In erster Linie wollen sie zum Überleben der Bienen beitragen, indem sie ihnen einen Standort in ihrem Garten anbieten. Sie wollen das Summen im blühenden Kirschbaum wieder hören, wollen dass ihre Obstbäume bestäubt werden und die Umgebung wieder mit Bienen bevölkert wird.
Dazu kommt die faszinierende Auseinandersetzung mit dem Bienenvolk. Man kann ein Bienenvolk fast mathematisch erklären. Manche Menschen sitzen den ganzen Tag am Bildschirm, müssen in Meetings und arbeiten kopflastig, die setzen sich am Abend vor ihr Bienenvolk, um den Kopf leer zu bekommen, um abschalten zu können.

Wer interessiert sich für das Imkerhandwerk?
Früher waren die Jungimker 55+, die standen vor der Pension und suchten eine Beschäftigung für den Ruhestand. Der Altersdurchschnitt lag bei 65. Heute liegen wir 15 Jahre darunter und fast die Hälfte sind Imkerinnen.
Wenn ich Berufsgruppen beobachte, waren das früher Briefträger oder Taxler. Heute sind es Studenten, Verkaufsmanager, Ministerialbeamte, alle tragen die Sehnsucht in sich, ein wenig Ruhe zu finden.
Es gibt natürlich auch Junge, die darin eine Geschäftsidee sehen und sich mit einer Erwerbsimkerei selbständig machen.

Bekommen Jungimker genug Bienen?
Das Angebot ist ausreichend. Wenn die Bienen gut über den Winter gekommen sind, kann man im Mai Jungvölker bilden. Auch über Schwärme, die herumziehen, kommen die Jungimker zu ihren Bienen.
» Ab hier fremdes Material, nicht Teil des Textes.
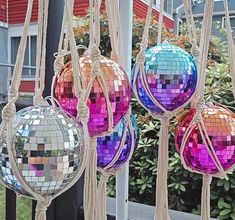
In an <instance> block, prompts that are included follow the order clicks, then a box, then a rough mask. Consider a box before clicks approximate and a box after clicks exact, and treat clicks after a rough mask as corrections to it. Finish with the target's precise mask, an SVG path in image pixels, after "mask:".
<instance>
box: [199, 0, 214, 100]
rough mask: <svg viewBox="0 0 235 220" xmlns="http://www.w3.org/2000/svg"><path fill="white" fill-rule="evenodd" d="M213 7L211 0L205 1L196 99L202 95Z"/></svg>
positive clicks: (212, 16) (202, 24) (211, 26)
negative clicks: (199, 63)
mask: <svg viewBox="0 0 235 220" xmlns="http://www.w3.org/2000/svg"><path fill="white" fill-rule="evenodd" d="M213 8H214V1H213V0H208V1H205V12H204V19H203V23H202V30H203V31H202V32H201V37H200V55H199V58H198V60H199V61H200V65H199V70H198V72H199V74H200V77H199V84H198V92H197V94H196V96H195V99H196V100H199V99H203V97H204V88H205V80H206V67H207V60H208V51H209V44H210V38H211V28H212V17H213Z"/></svg>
Was wünschen Sie sich von der Landwirtschaft?
Als Imker möchte man ernst genommen werden, als Teil des landwirtschaftlichen Systems. Wir wollen mit Rinder- und Waldbauern auf einer Ebene stehen, damit wir besser kommunizieren können. Die Bauern müssen für die Bienen sensibilisiert werden und Imker müssen wissen, wie Landwirtschaft funktioniert. Oft stecken die Bauern in einem Teufelskreis, denn die Raten für den Stall müssen bezahlt werden. Sie brauchen den Mais, um ihre Tiere füttern zu können. Fruchtfolgegestaltung ist natürlich eine Herausforderung, spritzen scheint da die einfachste Lösung zu sein, wenn auch die teuerste. Da müssen wir gemeinsam eine Strategie entwickeln.

Was fasziniert Sie an Ihrer Arbeit?
Schon im Jänner fahre ich zu meinen Bienen und horche, ob sich was bewegt. Wenn sie dann später ausfliegen und auf den Palmkatzerln sitzen, ist das etwas ganz Besonderes. Natürlich ist die Imkerei auch mit viel Arbeit verbunden. Das Schönste ist, wenn die Arbeit beim Verkauf am Honigstand Anerkennung findet und die Kunden sagen, dass der Honig heuer besonders gut schmeckt. Dann weiß ich, wir – die Bienen und ich - haben das gemeinsam gut hinbekommen.